Lord, consort, heir, dowried princess, jester, adviser, general, captain of the guards, jailer, gate-guard, guardia, soldiers, troubadour, shaman/priest, acolytes, fisherman, ferryman, woodsman, blacksmith, carpenter, tax-collector, cook, butcher, baker, candlestick maker, nursemaid, milk-maid, maid… adversary, trickster, spy, trader, tenant farmer, vagrant, thief… each role could have its own symbol; barbers and pawnbrokers do, and lawyers too. But although claimed as so in the shaggy-dog story, The Land of Perfect Justice, one tailor is not the same as another:
In the land of perfect justice, a thief fell from a window ledge while attempting to climb from a tree and into a house he intended to rob. The ledge was rotten and collapsed; the thief broke his leg. So he sued the owner of the house.

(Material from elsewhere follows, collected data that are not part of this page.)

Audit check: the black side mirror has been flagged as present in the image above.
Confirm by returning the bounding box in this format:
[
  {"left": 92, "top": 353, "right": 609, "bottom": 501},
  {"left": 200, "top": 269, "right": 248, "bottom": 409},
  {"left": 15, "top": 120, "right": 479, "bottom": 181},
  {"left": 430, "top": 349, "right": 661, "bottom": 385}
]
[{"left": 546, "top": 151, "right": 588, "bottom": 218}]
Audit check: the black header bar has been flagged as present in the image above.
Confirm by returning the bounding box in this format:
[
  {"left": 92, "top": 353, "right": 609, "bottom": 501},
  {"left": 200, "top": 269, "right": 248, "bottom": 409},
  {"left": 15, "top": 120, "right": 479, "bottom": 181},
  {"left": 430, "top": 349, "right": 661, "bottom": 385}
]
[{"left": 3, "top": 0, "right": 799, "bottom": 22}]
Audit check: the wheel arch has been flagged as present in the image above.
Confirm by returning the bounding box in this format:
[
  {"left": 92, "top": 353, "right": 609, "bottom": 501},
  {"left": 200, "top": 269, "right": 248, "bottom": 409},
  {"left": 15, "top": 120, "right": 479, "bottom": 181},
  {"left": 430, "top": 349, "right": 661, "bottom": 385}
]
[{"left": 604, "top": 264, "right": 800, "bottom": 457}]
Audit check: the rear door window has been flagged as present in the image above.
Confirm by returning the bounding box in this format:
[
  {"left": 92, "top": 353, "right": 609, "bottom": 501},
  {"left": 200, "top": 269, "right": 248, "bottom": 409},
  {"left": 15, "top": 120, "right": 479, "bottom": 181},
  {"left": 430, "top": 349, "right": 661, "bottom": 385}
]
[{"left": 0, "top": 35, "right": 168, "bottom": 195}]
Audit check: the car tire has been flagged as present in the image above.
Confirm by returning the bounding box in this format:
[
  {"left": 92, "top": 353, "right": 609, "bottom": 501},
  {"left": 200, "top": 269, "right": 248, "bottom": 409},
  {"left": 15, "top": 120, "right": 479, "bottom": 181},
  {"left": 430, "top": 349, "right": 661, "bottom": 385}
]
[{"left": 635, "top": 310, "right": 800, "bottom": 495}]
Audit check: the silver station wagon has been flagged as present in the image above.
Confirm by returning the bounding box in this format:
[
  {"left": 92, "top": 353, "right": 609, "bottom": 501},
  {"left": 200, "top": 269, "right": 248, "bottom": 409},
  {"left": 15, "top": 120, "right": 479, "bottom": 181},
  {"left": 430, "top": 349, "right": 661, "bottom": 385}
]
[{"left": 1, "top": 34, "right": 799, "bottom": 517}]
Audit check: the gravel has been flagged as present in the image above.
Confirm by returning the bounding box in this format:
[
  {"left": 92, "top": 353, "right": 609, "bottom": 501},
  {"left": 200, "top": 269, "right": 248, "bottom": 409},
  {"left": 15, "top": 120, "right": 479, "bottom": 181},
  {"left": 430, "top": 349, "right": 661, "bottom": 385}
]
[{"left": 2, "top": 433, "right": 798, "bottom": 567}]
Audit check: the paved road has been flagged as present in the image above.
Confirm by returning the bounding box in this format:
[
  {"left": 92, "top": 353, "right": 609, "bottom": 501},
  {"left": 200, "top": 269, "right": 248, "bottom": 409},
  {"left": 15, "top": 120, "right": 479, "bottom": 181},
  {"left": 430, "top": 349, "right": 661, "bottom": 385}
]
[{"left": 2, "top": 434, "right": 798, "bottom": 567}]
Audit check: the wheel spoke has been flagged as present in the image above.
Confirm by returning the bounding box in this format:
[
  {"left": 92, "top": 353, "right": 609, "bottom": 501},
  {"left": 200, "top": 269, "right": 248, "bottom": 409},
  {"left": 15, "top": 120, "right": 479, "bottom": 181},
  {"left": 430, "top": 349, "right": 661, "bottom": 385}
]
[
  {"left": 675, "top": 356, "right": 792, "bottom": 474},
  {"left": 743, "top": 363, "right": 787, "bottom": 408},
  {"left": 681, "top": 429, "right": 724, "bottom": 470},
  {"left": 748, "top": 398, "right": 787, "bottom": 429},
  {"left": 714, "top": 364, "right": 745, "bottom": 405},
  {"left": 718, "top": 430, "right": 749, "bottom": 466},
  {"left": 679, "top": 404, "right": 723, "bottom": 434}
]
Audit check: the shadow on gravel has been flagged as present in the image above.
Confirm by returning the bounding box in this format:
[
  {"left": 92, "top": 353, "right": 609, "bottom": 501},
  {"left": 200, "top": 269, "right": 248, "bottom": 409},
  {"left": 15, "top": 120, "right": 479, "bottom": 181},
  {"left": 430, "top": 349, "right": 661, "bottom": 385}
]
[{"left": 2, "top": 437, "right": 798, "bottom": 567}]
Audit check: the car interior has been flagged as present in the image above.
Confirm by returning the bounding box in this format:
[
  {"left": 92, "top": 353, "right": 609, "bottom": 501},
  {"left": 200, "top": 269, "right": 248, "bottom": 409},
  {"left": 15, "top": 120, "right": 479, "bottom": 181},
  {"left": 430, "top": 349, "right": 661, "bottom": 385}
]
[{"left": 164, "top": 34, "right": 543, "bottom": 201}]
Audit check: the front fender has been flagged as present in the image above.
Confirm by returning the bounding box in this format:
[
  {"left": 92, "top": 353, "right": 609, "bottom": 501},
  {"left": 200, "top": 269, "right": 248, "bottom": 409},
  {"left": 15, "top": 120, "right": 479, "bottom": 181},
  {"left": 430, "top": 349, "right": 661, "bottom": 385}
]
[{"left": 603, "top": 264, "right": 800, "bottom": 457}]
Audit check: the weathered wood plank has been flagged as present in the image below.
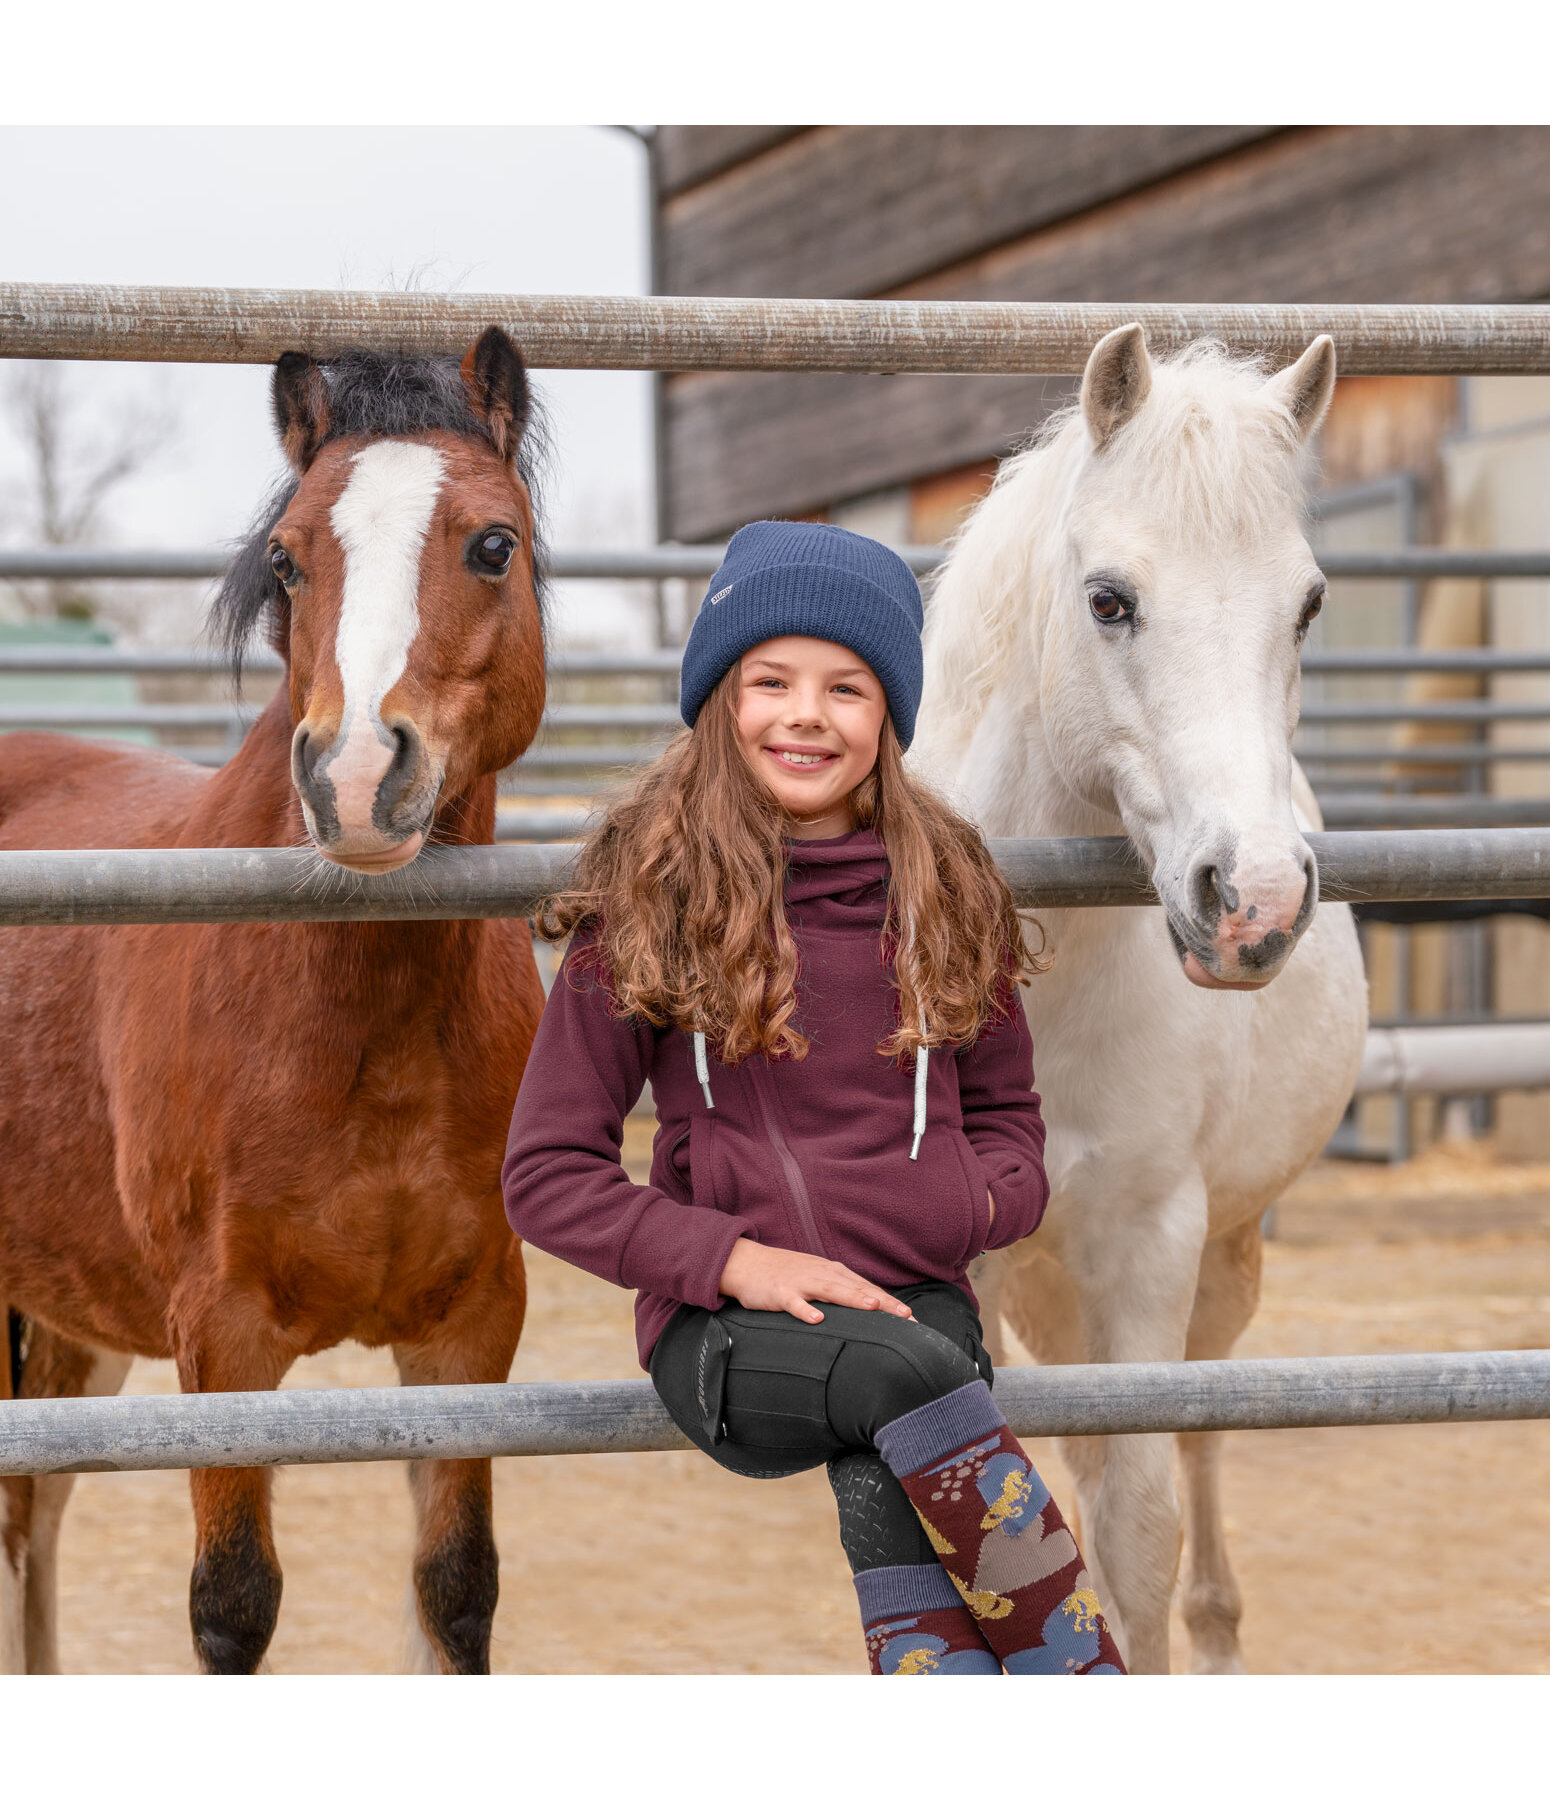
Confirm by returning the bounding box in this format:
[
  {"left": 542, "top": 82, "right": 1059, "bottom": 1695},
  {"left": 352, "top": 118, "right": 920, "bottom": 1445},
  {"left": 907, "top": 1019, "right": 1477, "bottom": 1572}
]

In court, the house owner said it wasn't his fault, as he’d contracted with a carpenter to fix that very ledge, and the carpenter had agreed to come, as it happened, the very day before the incident in question. But the carpenter hadn’t arrived. So the carpenter was brought to court.
“It’s not my fault,” he claimed. “I was on the way to the job when the most beautiful woman I’ve ever seen passed by. I became so befuddled that I lost my way and didn't show up for the job. If you must blame someone, you must blame that woman.” So she, too, was summoned.
“Oh, but, just look at me, please, Judge,” she pleaded. “I’m hardly any more beautiful than any other. Take a look at me, am I really more beautiful than the next woman?” She continued, “But I was wearing a special new dress, one which I’d just gotten, which makes me look better than I do at any other time. So, really, you must look to the tailor, not to me.” So the tailor, too, was summoned.
“I won’t lie to you: I made the best dress that I could for that woman,” he confessed. “Any tailor would have done the same. So, I guess I must be guilty.”
The Judge condemned the tailor. But when they took the tailor out to hang him, they encountered a problem. He was very tall, and the gallows too short.
When the hangman reported this to the judge, the judge said, “Well, someone got hurt, and justice must be dispensed. One tailor is pretty much like another, and any tailor would have done the same. So, find a shorter one, and hang him instead.”

Anyway, is my devil any better, or worse, than yours? Much can be done with math, which cannot be done otherwise, when one accepts the logical absurdity of “orders of infinity”, wherein-which my infinity, like my dog, can be bigger than yours. God, being infinite, makes a fine substitution there, and so, I suppose, must Lucifer Beelzebub Mephistopheles. Are God and Devil roles, matters of perspective, illusion or fantasy? Maybe knowledge is illusion and fantasy.